On 10/01/2014 09:01 PM, Eddy Westbrook wrote:
> The nondep_AC axiom below is, I think, equivalent to the Type-Theoretic 
> Description Axiom (TTDA), which is this:
>
> Definition TTDA : Type :=
>    forall (A B : Type) (P : A -> B -> Prop),
>      (forall (a : A), exists b, P a b) ->
>      (exists f, forall (a : A), P a (f a)).

That looks like Coq.Logic.ClassicalChoice.choice.
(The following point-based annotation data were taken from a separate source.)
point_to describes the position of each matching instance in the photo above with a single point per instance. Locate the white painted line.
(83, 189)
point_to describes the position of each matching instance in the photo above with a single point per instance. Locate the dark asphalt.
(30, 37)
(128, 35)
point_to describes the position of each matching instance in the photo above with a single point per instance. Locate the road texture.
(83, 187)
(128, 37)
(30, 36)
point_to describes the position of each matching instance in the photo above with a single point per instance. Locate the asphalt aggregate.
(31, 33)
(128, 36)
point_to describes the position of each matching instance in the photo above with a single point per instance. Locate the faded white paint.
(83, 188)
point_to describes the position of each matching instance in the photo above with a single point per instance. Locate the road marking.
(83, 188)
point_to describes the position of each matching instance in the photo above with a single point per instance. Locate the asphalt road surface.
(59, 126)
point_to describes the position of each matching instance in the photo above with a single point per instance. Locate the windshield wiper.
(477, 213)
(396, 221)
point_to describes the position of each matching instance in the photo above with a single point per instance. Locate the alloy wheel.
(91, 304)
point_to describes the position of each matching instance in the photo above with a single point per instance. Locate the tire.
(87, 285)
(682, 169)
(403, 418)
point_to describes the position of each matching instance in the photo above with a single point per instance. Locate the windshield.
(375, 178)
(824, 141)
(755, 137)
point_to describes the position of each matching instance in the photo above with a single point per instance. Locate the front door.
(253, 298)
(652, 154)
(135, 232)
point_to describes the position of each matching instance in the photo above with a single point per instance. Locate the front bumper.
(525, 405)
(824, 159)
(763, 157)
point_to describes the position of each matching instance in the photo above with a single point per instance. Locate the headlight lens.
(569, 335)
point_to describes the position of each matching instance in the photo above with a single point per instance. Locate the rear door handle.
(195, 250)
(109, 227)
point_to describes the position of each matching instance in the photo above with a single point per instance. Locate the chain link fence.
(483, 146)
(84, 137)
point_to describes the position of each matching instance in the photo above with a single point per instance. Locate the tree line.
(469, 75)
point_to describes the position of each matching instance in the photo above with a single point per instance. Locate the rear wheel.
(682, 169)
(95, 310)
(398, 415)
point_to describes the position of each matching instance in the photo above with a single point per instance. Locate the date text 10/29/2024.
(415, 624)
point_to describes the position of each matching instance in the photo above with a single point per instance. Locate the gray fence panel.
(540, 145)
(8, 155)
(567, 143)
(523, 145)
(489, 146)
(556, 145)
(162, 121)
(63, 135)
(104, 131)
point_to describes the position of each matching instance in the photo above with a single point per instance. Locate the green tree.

> TTDA has some sort of non-constructive content, in that it, with 
> propositional Excluded Middle, allows you to prove informative Excluded 
> Middle. I am not what TTDA just by itself allows, however.
>
> -Eddy
>
> On Oct 1, 2014, at 5:29 AM, Pierre-Marie Pédrot 
> <pierre-marie.pedrot AT inria.fr>
>  wrote:
>
> > On 30/09/2014 22:47, Jonathan wrote:
> > > Anyone seen it before?
> > It seems instead equivalent to a weak form of a non-dependent axiom of
> > choice, rather than to excluded middle :
> >
> > Definition nondep_AC := forall A B, (A -> inhabited B) -> inhabited (A
> > -> B).
> > Definition escape := forall A, inhabited (inhabited A -> A).
> >
> > Lemma dir : nondep_AC -> escape.
> > Proof.
> > intros ac A; apply ac; trivial.
> > Qed.
> >
> > Lemma rev : escape -> nondep_AC.
> > Proof.
> > intros esc A B f.
> > destruct (esc B) as [g].
> > constructor; auto.
> > Qed.
> >
> > PMP